En su última película estrenada, dirigida por Santiago Mitre, que hace unos años nos provocó un intenso debate con su tramposa Paulina, vuelve a demostrarnos que solo él es capaz de salvar una película del naufragio. La cordillera es una película que tiene muchas cosas de interés pero, en general, me parece una producción fallida, que tiene un punto de partida magistral, que está bien rodada e interpretada, pero que acaba navegando en tierra de nadie por culpa de un guión al que le sobran varias páginas. Sobre todo las que tienen que ver con la dimensión más personal del protagonista, el presidente de Argentina que acude a Chile a una cumbre de mandatarios de la región, las cuales alcanzan incluso en algunos momentos el ridículo. Toda esa trama de la hija angustiada no sabemos bien por qué, numerito de hipnosis incluido, podría haberse ahorrado y la película hubiera sido mucho más redonda.

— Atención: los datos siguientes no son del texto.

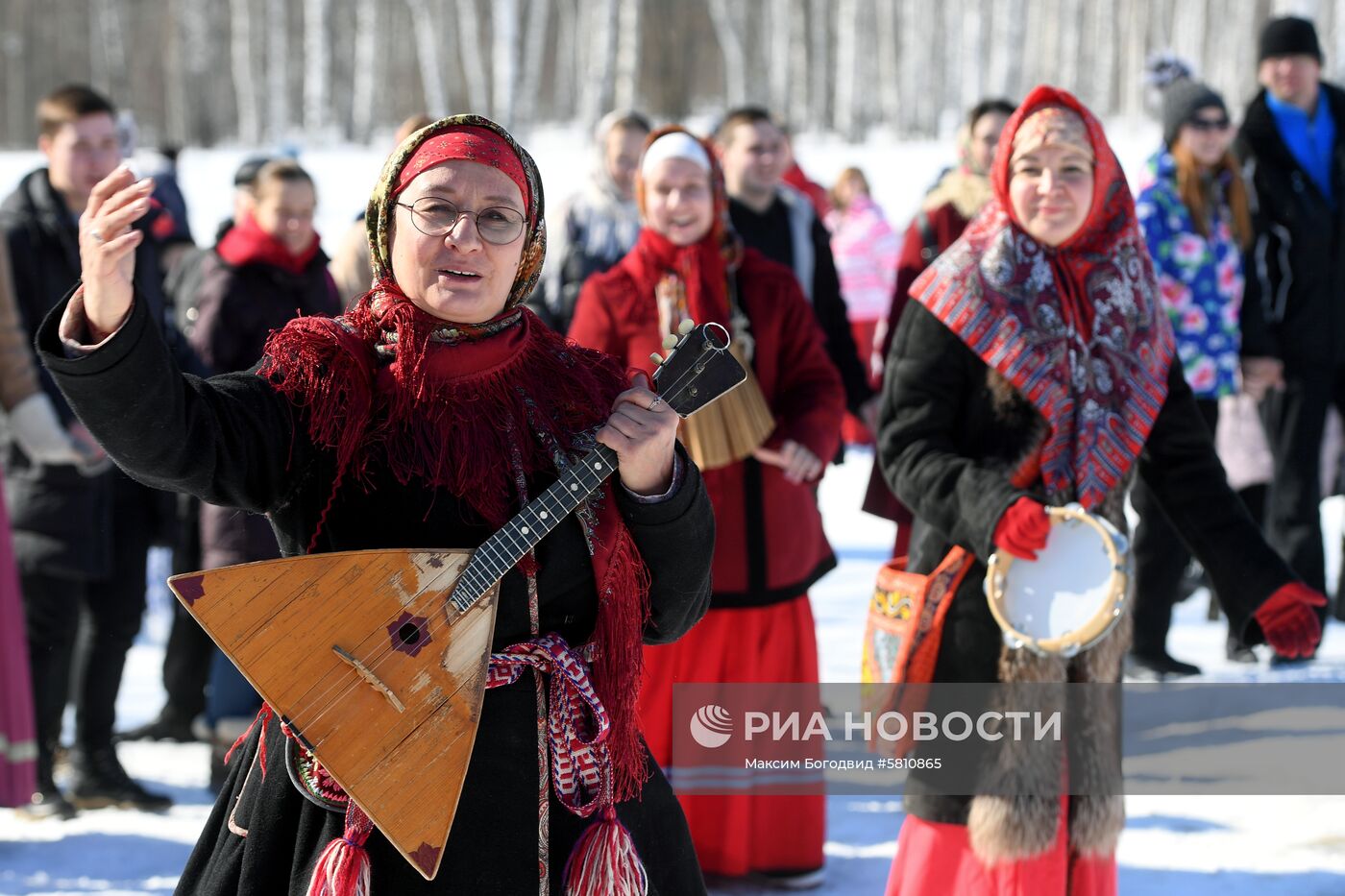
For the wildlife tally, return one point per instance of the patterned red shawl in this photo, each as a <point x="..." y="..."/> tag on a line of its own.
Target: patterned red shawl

Porque lo más interesante de esta última película de Darín es cómo nos muestra las miserias del poder, situándolas en un contexto que casi nos recuerda al hotel de El resplandor, y cómo nos evidencia que la ambición produce monstruos y que las democracias no son más que una tapadera para darle legitimidad aparente a los hilos que mueven intereses privados. Los "poderes salvajes" de los que habla Luigi Ferrajoli. Es justo esa fotografía, poco habitual en un ámbito como el que nos ofrece Mitre, lo más interesante de una historia en la que, en todo caso, he echado en falta algo más de tensión e incluso de "mala leche". Lo que podría haber sido una especie de House of cards a la argentina me deja con añoranzas del matrimonio Underwood.
Eso sí, la película, como no podía ser de otra manera, nos deja muy claro que hay una evidente conexión entre el poder y la testosterona. Aunque vemos creo que son tres mujeres como dirigentes de otros tantos países, ellas apenas cumplen un papel secundario, salvo la Presidenta chilena que, como buena señora, hace las veces de perfecta anfitriona. Los que de verdad mueven los hilos son ellos, los que intrigan a espaldas de la mesa de reuniones son ellos, los que parecen vivir solo para lo público son ellos. Las mujeres de la película son amantes puntuales a las que se las folla, y de las que ni siquiera sabemos su nombre, secretarias aplicadas y con pinta de frustradas, y por supuesto, para que no falte ni un tópico, la hija enferma, histérica incluso, la que nos aparece como medio loca/medio cuerda sin que se nos aclare el porqué de sus delirios. Quizás porque habría sido demasiado ¿feminista? mostrarnos que ella es una víctima de un mundo de hombres. Algo de lo que no veo capaz a un director que en Paulina nos mostró un discurso ciertamente reaccionario sobre la violación y sobre el aborto.